Applying for a Work Permit as an Asylum Applicant

Work Permit Asylum

If you are applying for asylum in the United States, there are separate requirements to meet if you are simultaneously applying for a work permit. Only certain immigrants can apply for a work permit, also known as Employment Authorization Documents (EADs). Prior to 1994, asylum seekers were able to get EADs upon arrival in the United States. In order to combat the amount of asylum seekers coming to the United States with less credible claims, the United States Citizenship and Immigration Services (USCIS) imposed additional requirements for simultaneous asylum and work permit applicants. There are two ways to apply for an EAD: win your asylum case or the six month (150 day filing) waiting period, also known as the asylum time clock.

Winning Your Asylum Case

While this may seem rhetorical, the easiest way to be granted a work permit is to win your asylum case. Once an asylum applicant wins their case, they are automatically entitled to receive a work permit, though asylees are eligible to work without a work permit. This is because upon a grant of asylum, you are no longer required to even apply for an EAD. If you win your asylum case, you are automatically granted a social security number, which can be used to apply for employment in the United States, however, many clients choose to apply for a work permit as it’s a form of federal identification.

The Six Month Waiting Period

For the vast majority of asylum applicants, the aforementioned process is much more complicated and time consuming than simply winning their case. Applicants often have to wait months, if not years, for a decision to be made. Thus, the second option for obtaining EADs is the asylum time clock.

If an applicant has to wait more than 180 days to hear an initial decision on their asylum case, the applicant is entitled to apply for EADs. At 150 days after filing an asylum claim, the applicant may apply for an EAD by filing an I-765 Application for Employment Authorization. The USCIS then has 30 days to approve your application. At the 180 day mark, the asylum applicant may be granted a work permit. There is no filing fee for the first work permit under the (c)(8)—it is typically valid for 2 years. Thereafter, USCIS currently charges $410 for additional EADs (this filing fee may go up soon).
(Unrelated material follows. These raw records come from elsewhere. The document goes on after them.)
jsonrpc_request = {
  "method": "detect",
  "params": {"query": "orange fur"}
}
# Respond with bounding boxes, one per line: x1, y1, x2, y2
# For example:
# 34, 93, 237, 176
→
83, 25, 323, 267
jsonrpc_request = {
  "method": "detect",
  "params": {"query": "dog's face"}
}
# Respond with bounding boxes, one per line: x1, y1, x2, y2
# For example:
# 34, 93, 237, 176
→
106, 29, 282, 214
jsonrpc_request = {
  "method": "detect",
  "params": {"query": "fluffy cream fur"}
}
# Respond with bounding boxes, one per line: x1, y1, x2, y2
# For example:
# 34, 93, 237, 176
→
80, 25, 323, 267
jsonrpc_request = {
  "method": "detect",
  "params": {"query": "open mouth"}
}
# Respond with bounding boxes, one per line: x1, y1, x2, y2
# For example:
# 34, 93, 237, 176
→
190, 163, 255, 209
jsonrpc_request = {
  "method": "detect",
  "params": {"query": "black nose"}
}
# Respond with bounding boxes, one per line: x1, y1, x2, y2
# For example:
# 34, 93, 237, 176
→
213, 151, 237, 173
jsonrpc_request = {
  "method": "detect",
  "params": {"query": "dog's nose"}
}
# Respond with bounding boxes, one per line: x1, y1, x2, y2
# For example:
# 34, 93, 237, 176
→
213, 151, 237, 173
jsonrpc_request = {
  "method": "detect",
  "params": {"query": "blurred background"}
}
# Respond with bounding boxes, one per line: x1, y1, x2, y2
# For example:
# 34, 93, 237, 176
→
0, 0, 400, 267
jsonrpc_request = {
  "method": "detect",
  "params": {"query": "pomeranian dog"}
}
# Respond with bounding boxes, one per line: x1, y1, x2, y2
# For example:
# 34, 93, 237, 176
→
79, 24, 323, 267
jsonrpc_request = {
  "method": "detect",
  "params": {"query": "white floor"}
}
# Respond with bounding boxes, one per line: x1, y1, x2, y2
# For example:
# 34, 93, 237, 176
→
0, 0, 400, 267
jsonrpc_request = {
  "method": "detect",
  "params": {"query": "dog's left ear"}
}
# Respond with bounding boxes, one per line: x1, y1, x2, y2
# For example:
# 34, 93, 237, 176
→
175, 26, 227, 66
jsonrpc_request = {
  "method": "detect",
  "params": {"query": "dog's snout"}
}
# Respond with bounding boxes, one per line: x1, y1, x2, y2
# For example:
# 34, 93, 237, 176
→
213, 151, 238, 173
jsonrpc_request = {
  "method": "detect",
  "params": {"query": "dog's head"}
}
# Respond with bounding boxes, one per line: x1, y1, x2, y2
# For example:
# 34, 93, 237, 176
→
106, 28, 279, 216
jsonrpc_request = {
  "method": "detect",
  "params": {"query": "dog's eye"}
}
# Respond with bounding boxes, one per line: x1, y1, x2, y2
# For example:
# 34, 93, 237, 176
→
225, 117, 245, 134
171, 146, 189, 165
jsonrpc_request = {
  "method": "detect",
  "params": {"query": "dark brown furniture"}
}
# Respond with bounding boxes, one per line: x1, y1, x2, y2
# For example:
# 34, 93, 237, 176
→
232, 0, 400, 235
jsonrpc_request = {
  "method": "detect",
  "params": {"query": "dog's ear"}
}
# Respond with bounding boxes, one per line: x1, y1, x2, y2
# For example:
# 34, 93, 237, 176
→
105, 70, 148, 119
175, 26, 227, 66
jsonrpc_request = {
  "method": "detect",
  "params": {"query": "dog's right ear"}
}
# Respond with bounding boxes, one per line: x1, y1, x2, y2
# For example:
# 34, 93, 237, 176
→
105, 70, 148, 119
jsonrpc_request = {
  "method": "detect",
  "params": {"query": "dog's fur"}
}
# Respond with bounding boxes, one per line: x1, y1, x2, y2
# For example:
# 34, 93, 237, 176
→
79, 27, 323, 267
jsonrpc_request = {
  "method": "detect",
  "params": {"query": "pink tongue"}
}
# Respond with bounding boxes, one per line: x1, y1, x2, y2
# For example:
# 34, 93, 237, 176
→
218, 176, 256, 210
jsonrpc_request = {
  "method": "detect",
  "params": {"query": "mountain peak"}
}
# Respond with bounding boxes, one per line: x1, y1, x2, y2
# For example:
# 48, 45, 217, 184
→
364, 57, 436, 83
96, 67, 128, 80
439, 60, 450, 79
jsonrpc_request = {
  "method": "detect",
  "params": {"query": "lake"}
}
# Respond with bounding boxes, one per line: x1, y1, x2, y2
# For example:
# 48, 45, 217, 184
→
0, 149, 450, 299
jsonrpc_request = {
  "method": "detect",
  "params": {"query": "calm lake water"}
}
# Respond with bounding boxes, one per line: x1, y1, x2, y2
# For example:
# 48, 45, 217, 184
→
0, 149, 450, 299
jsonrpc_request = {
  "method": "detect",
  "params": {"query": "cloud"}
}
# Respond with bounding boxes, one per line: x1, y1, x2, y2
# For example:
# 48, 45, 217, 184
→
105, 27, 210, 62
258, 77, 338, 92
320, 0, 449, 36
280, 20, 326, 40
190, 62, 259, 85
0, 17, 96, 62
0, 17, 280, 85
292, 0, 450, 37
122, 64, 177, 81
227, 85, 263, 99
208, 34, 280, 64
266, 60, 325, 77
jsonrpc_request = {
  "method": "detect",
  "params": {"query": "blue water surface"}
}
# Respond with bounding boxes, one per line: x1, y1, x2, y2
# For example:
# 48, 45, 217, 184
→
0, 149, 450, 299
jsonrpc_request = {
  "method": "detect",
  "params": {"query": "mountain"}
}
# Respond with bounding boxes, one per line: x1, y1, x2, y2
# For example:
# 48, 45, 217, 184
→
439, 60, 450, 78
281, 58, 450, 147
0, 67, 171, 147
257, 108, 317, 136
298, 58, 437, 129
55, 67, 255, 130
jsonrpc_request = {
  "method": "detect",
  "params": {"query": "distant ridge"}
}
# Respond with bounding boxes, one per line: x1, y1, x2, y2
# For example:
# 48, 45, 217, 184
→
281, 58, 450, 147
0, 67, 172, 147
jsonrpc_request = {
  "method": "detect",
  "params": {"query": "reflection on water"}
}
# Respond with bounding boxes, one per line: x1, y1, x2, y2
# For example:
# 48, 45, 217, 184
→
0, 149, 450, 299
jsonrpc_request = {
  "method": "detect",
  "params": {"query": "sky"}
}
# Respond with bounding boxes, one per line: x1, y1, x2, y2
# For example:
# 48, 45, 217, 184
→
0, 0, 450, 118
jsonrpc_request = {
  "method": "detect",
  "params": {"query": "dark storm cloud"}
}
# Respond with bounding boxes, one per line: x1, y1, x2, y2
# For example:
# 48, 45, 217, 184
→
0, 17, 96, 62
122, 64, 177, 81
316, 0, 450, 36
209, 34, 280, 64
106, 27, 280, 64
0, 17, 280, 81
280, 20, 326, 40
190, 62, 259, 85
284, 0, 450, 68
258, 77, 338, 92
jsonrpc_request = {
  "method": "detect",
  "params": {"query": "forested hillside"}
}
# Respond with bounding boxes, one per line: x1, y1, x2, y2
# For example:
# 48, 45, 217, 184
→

However, there are certain events which could stop the 150 day clock for the applicant:

  1. Failure to appear at your interview or fingerprint appointment
  2. Failure to receive and acknowledge your asylum decision in person (if required)
  3. A request to reschedule your interview for a later date
  4. A request to transfer your case to a new asylum office or interview location, including when the transfer is based on a new address
  5. A request to provide additional evidence after your interview
  6. Failure to provide a competent interpreter at your interview

 It is very challenging to start the 150 clock back up once it has been stopped, and will likely require the assistance of an attorney to do so. Recently, the Trump Administration has proposed extending the six month 180 waiting period to a full calendar year waiting period of 365 days. Although this proposal has not yet gone into effect, it should serve as a warning to get your asylum application in as soon as possible to start the clock!